Hi everyone,
Just wanted to add my experience. I wasn't living at home when I decided to stop going to meetings. Once I'd made the decision though on going back home, I told one elder who was a good friend of mine and explained my reasons for doing it. At the time I thought it would be a temporary thing for about a year or so to sort my head out. Its been almost 4 years now and I've no intention of returning. Anyway, he was really good about it, and thanked me for telling me, even commenting that I wasn't obligated to give any reason as its a personal choice. In my case, I had been suffering from depression for several years and my meeting attendance was very erratic anyway so maybe he was kinder to me because of that.

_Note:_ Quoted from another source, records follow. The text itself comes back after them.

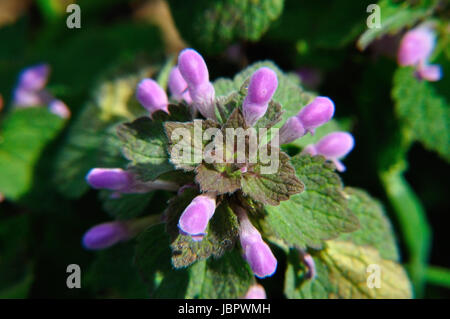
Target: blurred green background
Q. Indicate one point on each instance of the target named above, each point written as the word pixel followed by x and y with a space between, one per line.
pixel 48 206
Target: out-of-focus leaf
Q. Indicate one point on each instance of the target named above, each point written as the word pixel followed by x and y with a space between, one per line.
pixel 346 270
pixel 125 206
pixel 424 113
pixel 23 137
pixel 16 270
pixel 211 25
pixel 91 140
pixel 321 23
pixel 113 274
pixel 145 145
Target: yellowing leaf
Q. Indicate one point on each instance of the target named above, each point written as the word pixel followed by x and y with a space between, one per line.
pixel 349 271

Anyway, if I meet JWs now, I always tell them straight up if they ask me that I no longer attend meetings. I don't see why I should have to hide or be embarrassed about making an informed choice. Deciding to leave a religion that you sincerely thought was the truth and have devoted most of your life to is never an easy decision and anyone who really knew me in home congregation knew what type of person I am and that I would only undertake the decision after giving it serious consideration.
I've found that my close friends who are still JW have remained close (two in particular). I think they live in hope that I'll change my mind, but they both know I'm much happier now than I was when I was in the Borg. My oldest friend, who is an elder's wife, did say that I wouldn't be allowed to visit her anymore, which really hurt at the time. But I just finished reading Crisis of Conscience today and it has done a lot to help me sever my emotional ties with that religion.
I think you should do whatever you feel able to do. Eventually you'll get to a point when you're ready to make a clean break. Don't force things, you're taking a big step and should give yourself all the suppport you need, even if it must come from people still in the Borg. You'll be able to separate from them when the time is right.